In-orbit performance and calibration of the Hard X-ray Imager onboard Hitomi (ASTRO-H)

TL;DR

This paper reports on the in-orbit performance, calibration, and background analysis of the Hitomi Hard X-ray Imager, demonstrating its effective imaging spectroscopy capabilities and background reduction techniques in space.

Contribution

It provides the first in-orbit calibration and background characterization of the Hitomi HXI, including a screening method to mitigate background from albedo electrons.

Findings

Crab spectra match the powerlaw model within 5% accuracy.

Background levels meet pre-flight requirements after screening.

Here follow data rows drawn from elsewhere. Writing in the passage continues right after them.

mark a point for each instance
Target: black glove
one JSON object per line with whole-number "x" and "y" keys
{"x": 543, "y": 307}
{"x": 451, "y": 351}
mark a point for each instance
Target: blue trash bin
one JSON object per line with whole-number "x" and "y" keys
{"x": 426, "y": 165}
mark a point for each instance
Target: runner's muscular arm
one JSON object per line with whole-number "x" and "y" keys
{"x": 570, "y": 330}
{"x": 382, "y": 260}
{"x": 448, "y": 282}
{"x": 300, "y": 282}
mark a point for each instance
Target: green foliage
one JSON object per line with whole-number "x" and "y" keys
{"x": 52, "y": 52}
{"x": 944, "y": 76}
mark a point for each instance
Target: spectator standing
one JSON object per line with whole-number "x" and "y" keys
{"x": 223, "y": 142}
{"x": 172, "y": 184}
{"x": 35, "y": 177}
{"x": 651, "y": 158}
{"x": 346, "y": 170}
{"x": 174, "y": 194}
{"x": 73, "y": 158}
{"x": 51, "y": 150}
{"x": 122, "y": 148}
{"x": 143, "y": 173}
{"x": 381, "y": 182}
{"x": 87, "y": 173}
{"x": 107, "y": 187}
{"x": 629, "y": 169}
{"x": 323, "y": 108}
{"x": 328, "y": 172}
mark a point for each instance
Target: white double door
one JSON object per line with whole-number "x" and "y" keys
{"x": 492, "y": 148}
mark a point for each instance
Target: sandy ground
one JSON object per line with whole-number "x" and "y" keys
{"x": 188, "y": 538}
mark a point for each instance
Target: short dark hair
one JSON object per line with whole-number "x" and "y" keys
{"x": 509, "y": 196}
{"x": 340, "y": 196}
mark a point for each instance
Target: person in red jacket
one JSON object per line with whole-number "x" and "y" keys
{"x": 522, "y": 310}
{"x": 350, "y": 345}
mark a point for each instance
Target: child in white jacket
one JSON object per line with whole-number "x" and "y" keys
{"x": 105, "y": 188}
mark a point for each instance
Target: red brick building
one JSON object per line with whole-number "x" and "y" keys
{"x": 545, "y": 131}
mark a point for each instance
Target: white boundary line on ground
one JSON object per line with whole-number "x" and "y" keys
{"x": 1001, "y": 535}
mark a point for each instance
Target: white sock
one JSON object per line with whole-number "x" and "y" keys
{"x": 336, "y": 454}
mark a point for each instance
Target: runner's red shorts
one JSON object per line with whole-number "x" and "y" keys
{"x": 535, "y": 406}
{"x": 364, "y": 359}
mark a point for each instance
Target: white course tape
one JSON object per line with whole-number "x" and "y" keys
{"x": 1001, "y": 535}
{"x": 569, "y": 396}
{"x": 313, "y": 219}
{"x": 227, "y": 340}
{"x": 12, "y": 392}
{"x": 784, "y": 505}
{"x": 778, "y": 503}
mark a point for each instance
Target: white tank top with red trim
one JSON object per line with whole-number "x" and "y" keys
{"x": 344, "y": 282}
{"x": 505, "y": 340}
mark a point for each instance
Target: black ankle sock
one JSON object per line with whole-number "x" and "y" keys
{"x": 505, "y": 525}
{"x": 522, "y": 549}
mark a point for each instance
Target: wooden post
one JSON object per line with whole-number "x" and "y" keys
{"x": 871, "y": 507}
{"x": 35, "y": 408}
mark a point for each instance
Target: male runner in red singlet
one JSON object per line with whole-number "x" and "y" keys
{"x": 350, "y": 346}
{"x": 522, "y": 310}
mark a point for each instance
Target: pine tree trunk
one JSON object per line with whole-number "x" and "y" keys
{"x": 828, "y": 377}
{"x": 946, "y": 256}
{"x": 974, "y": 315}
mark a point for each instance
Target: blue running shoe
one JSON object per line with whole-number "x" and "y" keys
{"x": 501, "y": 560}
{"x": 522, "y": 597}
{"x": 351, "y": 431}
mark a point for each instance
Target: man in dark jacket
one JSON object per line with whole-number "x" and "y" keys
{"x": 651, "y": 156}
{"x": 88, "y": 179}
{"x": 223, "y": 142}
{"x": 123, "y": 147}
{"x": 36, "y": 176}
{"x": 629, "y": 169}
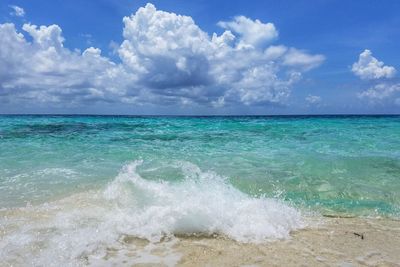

Albedo electrons significantly influence Si detector background.

Abstract

The Hard X-ray Imager (HXI) onboard Hitomi (ASTRO-H) is an imaging spectrometer covering hard X-ray energies of 5-80 keV. Combined with the hard X-ray telescope, it enables imaging spectroscopy with an angular resolution of $1^\prime.7$ half-power diameter, in a field of view of $9^\prime\times9^\prime$. The main imager is composed of 4 layers of Si detectors and 1 layer of CdTe detector, stacked to cover wide energy band up to 80 keV, surrounded by an active shield made of BGO scintillator to reduce the background. The HXI started observations 12 days before the Hitomi loss, and successfully obtained data from G21.5$-$0.9, Crab and blank sky. Utilizing these data, we calibrate the detector response and study properties of in-orbit background. The observed Crab spectra agree well with a powerlaw model convolved with the detector response, within 5% accuracy. We find that albedo electrons in specified orbit strongly affect the background of Si top layer, and establish a screening method to reduce it. The background level over the full field of view after all the processing and screening is as low as the pre-flight requirement of $1$-$3\times10^{-4}$ counts s$^{-1}$ cm$^{-2}$ keV$^{-1}$.